My first sense that matters might be more complex came during preseason scouting in April, when I watched a roost a few miles from my hilltop home, where four gobblers had taken up residence in some twisted, towering wolf pines. I heard their dawn chorus. I had them pegged. I was confident of taking my limit of longbeards within the first days of the season. The night before the opener, I watched it all transpire across drooping eyelids. The birds would fly down across the tar road, alight in a hardwood strip, and work out into a cow pasture in the rising mist. And there I’d be, well before dawn with an oak at my back and my toes wiggling in my Le Chameaus. I could already smell the roast turkey and morel gravy.

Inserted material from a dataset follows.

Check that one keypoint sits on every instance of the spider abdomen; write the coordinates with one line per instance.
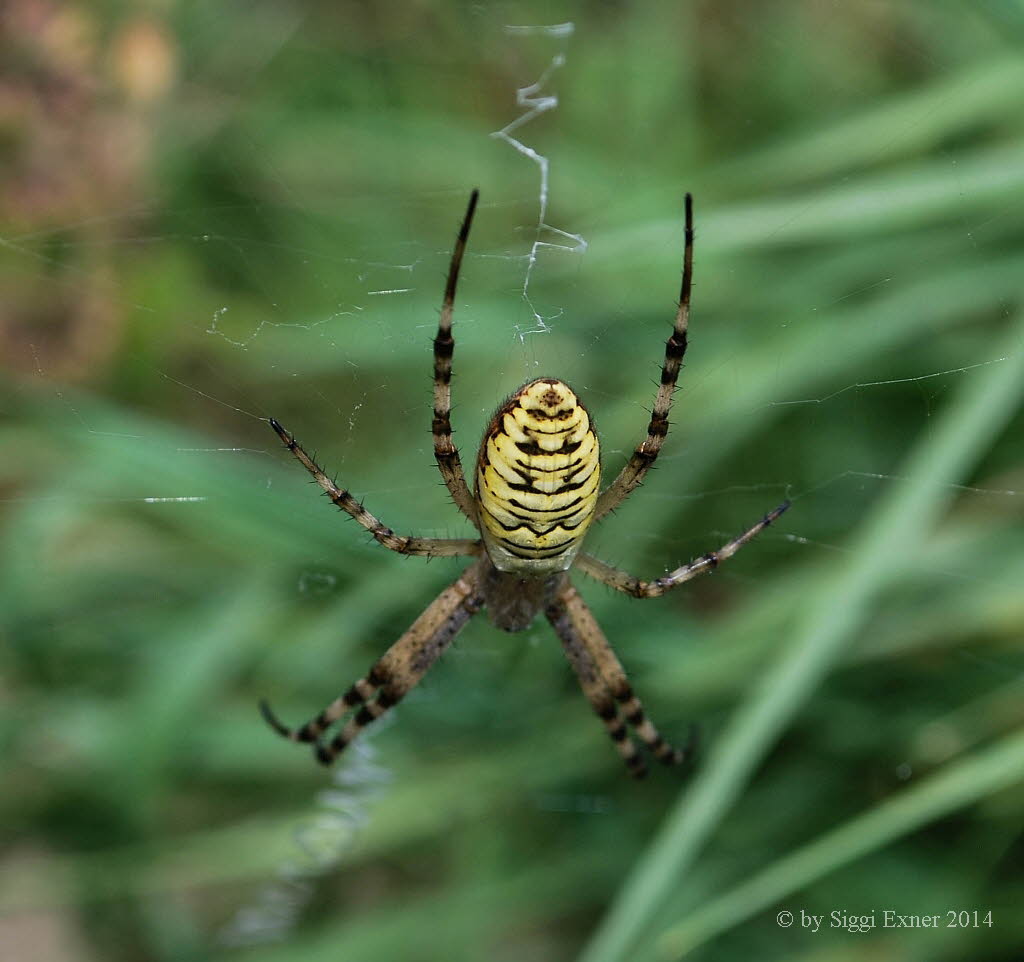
(537, 478)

But at my first call the birds disappeared downhill and into the ether. As days passed they grew increasingly wary. I rose earlier, set up with more caution, called less and less. Light filtered through the pines, waves of morning birdsong broke over a sleeping world, and the turkeys never showed. I sat there, morning after morning, thinking about wanting—wanting to shoot a turkey, wanting to shoot one real bad, willing to do almost anything to achieve success.

The turkeys seemed to sense my rising ethical turmoil. Gobblers began haunting the road I traveled to work. They appeared in the yards of neighbors who I knew were gone for the day. They puffed and clucked and strutted before picture windows. They materialized in wide-open spaces right after the 11 a.m. cutoff. And every time I’d stop, the truck idling, a pair of No. 5 mags jiggling in my hand, and I’d wonder: Would anyone see? Would anyone hear? Would it really be so bad to just go ahead and get that first bird out of the way?

And every time I couldn’t do it. You can take the boy out of the starched shirt, but you can’t take the starched shirt out of the boy. Or the taste of Tabasco.

Season one closed without a scent of success. Only the pungency of desire rising from waxed cotton.

Season two was even worse. As was season three. I grew weak with disappointment. I was calling well, getting responses, and still not sealing the deal. By season four’s end, I even looked like a turkey hunter, with a vest-slash-seat, decoys, and a camo-dipped semiauto with a red dot. Still, nothing fell. I was so morally feeble that when a hill farmer neighbor mentioned that the barnyard tom he’d overwintered went rogue, I volunteered my services. I’m ashamed to say that my first gobbler was a hissing, guano-stained travesty that I killed mostly from self-defense. He was tasty, but I was still a failed turkey hunter.